Хартмут встал, увидев перед собой ухмыляющееся лицо Юргена, его чёрные смолистые усы и шляпу с красным пером, которую он никогда при нём не снимал. Солдата уважали многие — даже некоторые генералы приводили его в пример своим подданным, и заслуженно. Это был один из тех людей, которые сами добились успеха в своей жизни, и сделали это честным путём. Именно из-за этого его назначали к самым опасным заключённым, взамен на некоторые привилегии — в том числе, и разрешение на ношение шляпы на работе. 
-Давай, тебя там ждать никто не собирается! — Юрген грубо подтолкнул заключённого к выходу.
Хартмуту ничего не оставалось, как повиноваться и выйти из камеры.
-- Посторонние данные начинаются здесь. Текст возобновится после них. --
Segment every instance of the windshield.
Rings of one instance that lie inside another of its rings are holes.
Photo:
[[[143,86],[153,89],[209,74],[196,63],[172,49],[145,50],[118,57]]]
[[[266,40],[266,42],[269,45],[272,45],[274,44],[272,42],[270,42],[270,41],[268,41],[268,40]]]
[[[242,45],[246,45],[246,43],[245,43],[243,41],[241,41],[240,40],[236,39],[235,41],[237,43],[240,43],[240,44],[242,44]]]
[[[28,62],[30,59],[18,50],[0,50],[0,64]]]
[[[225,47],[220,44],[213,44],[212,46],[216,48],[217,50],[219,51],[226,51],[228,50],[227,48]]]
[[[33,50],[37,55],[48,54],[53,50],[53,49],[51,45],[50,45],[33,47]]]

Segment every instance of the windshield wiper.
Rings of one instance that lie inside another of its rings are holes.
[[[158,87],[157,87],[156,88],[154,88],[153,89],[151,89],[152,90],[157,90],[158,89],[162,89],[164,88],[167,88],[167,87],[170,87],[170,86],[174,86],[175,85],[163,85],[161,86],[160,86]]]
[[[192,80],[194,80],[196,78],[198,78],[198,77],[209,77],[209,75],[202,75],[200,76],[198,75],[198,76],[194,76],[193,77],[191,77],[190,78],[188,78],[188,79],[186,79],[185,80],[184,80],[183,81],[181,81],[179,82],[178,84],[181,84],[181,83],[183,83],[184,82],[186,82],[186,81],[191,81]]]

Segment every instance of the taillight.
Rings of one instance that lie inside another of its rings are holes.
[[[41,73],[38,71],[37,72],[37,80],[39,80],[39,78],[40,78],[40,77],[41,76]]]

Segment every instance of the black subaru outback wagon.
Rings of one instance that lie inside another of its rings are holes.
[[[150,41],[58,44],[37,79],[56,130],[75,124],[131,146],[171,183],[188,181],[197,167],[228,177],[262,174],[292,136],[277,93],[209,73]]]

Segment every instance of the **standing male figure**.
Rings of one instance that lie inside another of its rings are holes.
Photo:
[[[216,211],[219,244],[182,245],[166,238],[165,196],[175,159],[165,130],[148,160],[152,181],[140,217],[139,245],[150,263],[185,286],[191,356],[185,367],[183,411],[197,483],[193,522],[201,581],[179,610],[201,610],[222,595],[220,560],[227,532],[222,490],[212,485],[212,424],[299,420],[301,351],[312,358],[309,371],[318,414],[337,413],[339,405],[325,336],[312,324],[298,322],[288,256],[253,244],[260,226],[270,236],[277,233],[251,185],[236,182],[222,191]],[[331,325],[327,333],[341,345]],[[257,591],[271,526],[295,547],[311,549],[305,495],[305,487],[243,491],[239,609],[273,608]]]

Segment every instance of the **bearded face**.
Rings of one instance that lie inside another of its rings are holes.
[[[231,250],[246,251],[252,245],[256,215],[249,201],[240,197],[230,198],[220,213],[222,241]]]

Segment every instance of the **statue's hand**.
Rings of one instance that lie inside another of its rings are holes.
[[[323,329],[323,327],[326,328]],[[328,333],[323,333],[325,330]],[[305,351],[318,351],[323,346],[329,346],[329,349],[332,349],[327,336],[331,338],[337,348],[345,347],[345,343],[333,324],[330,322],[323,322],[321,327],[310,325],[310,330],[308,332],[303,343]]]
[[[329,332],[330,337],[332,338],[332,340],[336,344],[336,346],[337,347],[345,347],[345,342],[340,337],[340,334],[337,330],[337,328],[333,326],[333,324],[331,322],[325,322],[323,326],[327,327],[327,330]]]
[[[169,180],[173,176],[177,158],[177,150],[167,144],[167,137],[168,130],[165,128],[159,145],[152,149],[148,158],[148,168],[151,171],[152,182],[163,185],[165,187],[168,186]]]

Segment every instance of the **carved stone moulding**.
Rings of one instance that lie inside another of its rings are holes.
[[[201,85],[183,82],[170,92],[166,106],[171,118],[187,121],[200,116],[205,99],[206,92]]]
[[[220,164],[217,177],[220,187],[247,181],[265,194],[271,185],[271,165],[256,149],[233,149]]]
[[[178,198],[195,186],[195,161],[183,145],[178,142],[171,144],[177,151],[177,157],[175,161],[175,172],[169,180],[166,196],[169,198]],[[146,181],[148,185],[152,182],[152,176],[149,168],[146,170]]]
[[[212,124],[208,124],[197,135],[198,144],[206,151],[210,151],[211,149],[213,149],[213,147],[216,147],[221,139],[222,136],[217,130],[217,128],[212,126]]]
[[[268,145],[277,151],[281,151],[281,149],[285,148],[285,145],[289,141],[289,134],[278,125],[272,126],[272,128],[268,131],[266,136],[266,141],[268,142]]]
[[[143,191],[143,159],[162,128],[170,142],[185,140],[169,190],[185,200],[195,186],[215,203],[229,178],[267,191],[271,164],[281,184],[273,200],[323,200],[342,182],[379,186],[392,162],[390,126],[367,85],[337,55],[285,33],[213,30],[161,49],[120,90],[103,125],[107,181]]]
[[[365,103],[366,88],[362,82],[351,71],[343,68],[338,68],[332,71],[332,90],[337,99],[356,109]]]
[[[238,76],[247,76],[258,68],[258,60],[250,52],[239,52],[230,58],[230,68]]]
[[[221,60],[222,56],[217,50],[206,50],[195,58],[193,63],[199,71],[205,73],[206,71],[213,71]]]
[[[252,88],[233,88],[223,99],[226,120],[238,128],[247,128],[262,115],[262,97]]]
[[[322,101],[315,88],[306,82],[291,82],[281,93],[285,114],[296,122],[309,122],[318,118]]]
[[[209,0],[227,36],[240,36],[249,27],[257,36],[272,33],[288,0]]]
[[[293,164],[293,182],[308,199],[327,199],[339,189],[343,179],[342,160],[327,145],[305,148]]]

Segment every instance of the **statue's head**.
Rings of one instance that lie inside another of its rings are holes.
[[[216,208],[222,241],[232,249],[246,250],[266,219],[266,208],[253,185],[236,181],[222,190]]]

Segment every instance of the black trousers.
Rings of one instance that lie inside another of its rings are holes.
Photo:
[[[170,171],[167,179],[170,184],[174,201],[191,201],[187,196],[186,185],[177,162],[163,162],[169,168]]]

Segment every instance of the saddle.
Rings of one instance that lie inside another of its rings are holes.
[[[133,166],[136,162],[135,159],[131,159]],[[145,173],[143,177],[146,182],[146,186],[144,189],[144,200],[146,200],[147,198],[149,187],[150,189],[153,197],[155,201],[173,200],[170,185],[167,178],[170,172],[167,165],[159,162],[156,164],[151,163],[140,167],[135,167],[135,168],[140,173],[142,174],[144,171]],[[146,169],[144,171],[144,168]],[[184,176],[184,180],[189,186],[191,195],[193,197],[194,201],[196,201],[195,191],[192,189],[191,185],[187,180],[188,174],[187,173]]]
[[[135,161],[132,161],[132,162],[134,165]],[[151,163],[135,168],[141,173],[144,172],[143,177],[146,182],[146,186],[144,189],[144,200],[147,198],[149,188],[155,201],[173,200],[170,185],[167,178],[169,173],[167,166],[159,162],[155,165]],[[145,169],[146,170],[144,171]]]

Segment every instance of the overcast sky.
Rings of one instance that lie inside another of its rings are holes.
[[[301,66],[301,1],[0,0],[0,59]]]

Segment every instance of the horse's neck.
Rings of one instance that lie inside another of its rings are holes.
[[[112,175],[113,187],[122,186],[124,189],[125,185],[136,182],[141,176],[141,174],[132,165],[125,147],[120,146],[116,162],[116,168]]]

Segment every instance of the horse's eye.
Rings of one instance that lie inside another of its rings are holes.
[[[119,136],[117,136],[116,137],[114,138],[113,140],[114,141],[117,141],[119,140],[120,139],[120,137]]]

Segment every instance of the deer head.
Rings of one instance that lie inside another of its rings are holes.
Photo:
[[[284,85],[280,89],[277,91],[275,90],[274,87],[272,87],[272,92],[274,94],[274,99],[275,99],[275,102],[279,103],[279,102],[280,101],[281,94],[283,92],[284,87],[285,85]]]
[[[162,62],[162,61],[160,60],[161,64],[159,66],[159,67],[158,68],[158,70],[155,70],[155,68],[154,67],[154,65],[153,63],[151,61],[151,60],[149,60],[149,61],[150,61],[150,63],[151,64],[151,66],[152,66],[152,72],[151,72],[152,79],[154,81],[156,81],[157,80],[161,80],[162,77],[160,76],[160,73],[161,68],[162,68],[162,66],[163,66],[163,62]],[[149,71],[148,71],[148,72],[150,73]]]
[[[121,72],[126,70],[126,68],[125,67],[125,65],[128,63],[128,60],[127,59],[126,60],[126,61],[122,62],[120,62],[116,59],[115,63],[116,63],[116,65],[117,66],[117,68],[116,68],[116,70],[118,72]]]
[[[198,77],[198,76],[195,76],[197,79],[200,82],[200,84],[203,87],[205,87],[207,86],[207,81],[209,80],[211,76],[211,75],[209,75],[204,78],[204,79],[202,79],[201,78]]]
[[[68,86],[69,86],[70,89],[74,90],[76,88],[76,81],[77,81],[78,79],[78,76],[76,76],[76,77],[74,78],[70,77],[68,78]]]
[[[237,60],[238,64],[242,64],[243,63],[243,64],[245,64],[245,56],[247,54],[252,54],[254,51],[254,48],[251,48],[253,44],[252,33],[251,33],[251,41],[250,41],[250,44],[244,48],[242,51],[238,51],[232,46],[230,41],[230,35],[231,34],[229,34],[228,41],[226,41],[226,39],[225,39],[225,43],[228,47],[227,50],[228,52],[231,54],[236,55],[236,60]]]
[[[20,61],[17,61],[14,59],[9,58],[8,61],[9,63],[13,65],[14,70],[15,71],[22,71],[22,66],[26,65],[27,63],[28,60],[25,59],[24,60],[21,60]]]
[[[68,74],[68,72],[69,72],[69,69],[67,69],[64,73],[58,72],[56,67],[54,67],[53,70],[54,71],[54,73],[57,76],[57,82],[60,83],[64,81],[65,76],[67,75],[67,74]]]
В коридоре, куда он попал, когда вышел из камеры, пахло сыростью. Тюремные стены давили на него своей серостью и банальностью. Юрген вёл его в Западное крыло тюрьмы, где уже должен был дожидаться королевский посланник. Дорога была такой однообразной, что казалось, они шли целую вечность, прежде чем увидели резную дубовую дверь, которую не меняли, кажется, со времён войны варгов. Юрген коротко постучал по двери  и, дождавшись разрешения, открыл её. В комнате было так светло, что Хартмуту пришлось потратить минуту, чтобы привыкнуть к освещению. Первым, что он увидел, был стол искусной работы мастера, вырезанный из красного дерева и украшенный разнообразными существами, половину которых заключённый не знал. За ним сидел молодой человек лет тридцати и записывал что-то. Его белые волосы и серые глаза создавали чувство безысходности и уныния, а белая кожа указывала на северное происхождение. Он попросил Юргена выйти и, когда дверь закрылась, поднял взгляд…

…Перед Амалриком сидел мужчина дворянской внешности. Чёрные брови, синие глаза, кустистая борода — всё указывало на благородное происхождение. Но сейчас даже оно не смогло бы помочь Хартмуту — перед законом все равны, и Амалрик прекрасно понимал это.
-Господин Хартмут — это Вы?
-Да, это я.
-Вы знаете, зачем мы здесь?
-Да. Меня уведомили о Вашем приезде за три дня.
-Что ж. Тогда приступим к делу. Вы написали произведения »Три корабля», «Флейта» и «Ирония случайности»?
-Да.
-Какова цель этого поступка?
-Открыть глаза людям.
-Поясните?
-Посмотрите вокруг. Мы застряли в порочном кругу, разорвать который можно, только если все захотят этого. Пока одни живут припеваючи и не ведают бед, другие готовы убить за грош. Неравенство достигло своего абсурдного апогея, и теперь жизнь третьего класса и балы герцогов можно сравнивать с раем и адом.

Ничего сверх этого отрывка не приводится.